CitiLink-Minutes: A Multilayer Annotated Dataset of Municipal Meeting Minutes
Ricardo Campos, Ana Filipa Pacheco, Ana Luísa Fernandes, Inês Cantante, Rute Rebouças, Luís Filipe Cunha, José Miguel Isidro, José Pedro Evans, Miguel Marques, Rodrigo Batista, Evelin Amorim, Alípio Jorge, Nuno Guimarães, Sérgio Nunes, António Leal, Purificação Silvano
TL;DR
CitiLink-Minutes tackles the absence of richly annotated municipal governance data by delivering a multilayer, de-identified European Portuguese corpus of 120 municipal meeting minutes. The dataset employs a four-layer SemAF-based framework (Personal Information, Metadata, Subject of Discussion, Voting) with double annotation and curator validation, and is paired with an interactive dashboard and a temporal train/validation/test split. Baseline experiments show encoder-based models (notably BERTimbau) outperform generative baselines across metadata extraction, vote labeling, and multi-label topic classification, underscoring the suitability of structured extraction for municipal texts. The work advances IR/NLP for local governance and provides a reproducible, privacy-preserving resource with substantial potential for downstream civic analytics and cross-municipality comparisons.
Abstract
City councils play a crucial role in local governance, directly influencing citizens' daily lives through decisions made during municipal meetings. These deliberations are formally documented in meeting minutes, which serve as official records of discussions, decisions, and voting outcomes. Despite their importance, municipal meeting records have received little attention in Information Retrieval (IR) and Natural Language Processing (NLP), largely due to the lack of annotated datasets, which ultimately limit the development of computational models.

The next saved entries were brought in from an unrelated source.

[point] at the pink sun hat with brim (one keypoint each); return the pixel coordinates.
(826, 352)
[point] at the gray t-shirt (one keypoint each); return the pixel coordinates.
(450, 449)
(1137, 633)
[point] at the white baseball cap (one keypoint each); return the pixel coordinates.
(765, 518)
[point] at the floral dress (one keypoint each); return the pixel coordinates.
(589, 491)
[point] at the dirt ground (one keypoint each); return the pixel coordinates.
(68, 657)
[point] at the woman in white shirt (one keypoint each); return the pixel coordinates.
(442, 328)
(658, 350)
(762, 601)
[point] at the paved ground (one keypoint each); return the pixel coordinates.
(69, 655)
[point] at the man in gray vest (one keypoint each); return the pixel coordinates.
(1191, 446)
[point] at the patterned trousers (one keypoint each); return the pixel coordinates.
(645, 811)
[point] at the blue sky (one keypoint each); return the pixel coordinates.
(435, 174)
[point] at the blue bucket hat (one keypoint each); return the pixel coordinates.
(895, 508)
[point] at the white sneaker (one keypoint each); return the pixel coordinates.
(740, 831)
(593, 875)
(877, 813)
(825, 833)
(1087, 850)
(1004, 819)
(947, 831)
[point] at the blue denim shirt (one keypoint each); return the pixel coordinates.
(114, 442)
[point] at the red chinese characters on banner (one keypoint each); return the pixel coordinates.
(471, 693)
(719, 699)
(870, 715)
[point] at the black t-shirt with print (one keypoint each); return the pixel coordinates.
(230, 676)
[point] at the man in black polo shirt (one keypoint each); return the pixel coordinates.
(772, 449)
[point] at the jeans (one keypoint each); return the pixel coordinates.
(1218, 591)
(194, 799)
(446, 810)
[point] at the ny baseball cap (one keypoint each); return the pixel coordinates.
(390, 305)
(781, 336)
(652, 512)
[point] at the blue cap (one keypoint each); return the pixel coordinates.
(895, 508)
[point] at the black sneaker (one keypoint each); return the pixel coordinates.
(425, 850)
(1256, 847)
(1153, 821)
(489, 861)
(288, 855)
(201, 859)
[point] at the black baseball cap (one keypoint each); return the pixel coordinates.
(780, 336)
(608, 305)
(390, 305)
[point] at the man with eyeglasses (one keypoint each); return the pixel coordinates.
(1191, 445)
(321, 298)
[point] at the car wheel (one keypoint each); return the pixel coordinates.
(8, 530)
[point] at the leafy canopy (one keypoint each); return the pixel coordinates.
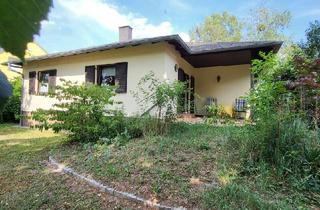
(218, 27)
(261, 24)
(85, 111)
(19, 21)
(266, 24)
(312, 45)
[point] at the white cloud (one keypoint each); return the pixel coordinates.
(180, 4)
(310, 13)
(184, 36)
(109, 17)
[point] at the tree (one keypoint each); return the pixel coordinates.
(312, 45)
(266, 24)
(262, 24)
(218, 27)
(19, 21)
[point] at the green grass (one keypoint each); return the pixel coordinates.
(25, 183)
(169, 169)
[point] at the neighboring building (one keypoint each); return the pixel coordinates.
(218, 72)
(11, 66)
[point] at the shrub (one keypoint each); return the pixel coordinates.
(216, 113)
(282, 137)
(84, 111)
(158, 101)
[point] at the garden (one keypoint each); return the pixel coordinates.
(271, 162)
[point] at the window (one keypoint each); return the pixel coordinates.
(43, 82)
(108, 75)
(47, 81)
(113, 75)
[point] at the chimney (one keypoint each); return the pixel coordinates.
(125, 33)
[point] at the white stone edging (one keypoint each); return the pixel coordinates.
(109, 190)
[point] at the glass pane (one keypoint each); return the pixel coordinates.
(44, 83)
(108, 75)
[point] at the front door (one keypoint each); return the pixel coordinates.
(186, 102)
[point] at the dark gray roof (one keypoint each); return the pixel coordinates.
(183, 47)
(200, 47)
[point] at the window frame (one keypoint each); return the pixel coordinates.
(39, 82)
(101, 67)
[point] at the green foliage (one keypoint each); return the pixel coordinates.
(281, 138)
(235, 196)
(158, 100)
(216, 113)
(266, 24)
(261, 24)
(218, 27)
(312, 45)
(11, 111)
(84, 111)
(20, 21)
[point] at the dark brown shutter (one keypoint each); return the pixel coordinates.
(181, 100)
(52, 80)
(192, 86)
(99, 72)
(181, 75)
(121, 77)
(90, 74)
(32, 82)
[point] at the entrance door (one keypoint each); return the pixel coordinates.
(186, 102)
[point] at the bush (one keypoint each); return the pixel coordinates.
(158, 100)
(84, 111)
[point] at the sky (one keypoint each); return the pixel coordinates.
(74, 24)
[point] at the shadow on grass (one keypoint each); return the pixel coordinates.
(7, 129)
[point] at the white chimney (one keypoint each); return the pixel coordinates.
(125, 33)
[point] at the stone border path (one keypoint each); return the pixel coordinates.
(107, 189)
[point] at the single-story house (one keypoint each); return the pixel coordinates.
(218, 72)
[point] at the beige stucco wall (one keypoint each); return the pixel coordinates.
(160, 58)
(234, 83)
(141, 60)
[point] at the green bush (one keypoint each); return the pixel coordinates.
(158, 101)
(84, 111)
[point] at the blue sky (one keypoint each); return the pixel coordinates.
(74, 24)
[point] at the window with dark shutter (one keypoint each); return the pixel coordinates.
(32, 82)
(52, 80)
(113, 74)
(47, 81)
(90, 74)
(192, 94)
(121, 77)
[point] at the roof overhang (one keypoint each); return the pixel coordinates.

To address this gap, we introduce CitiLink-Minutes, a multilayer dataset of 120 European Portuguese municipal meeting minutes from six municipalities. Unlike prior annotated datasets of parliamentary or video records, CitiLink-Minutes provides multilayer annotations and structured linkage of official written minutes. The dataset contains over one million tokens, with all personal identifiers de-identified. Each minute was manually annotated by two trained annotators and curated by an experienced linguist across three complementary dimensions: (1) metadata, (2) subjects of discussion, and (3) voting outcomes, totaling over 38,000 individual annotations. Released under FAIR principles and accompanied by baseline results on metadata extraction, topic classification, and vote labeling, CitiLink-Minutes demonstrates its potential for downstream NLP and IR tasks, while promoting transparent access to municipal decisions.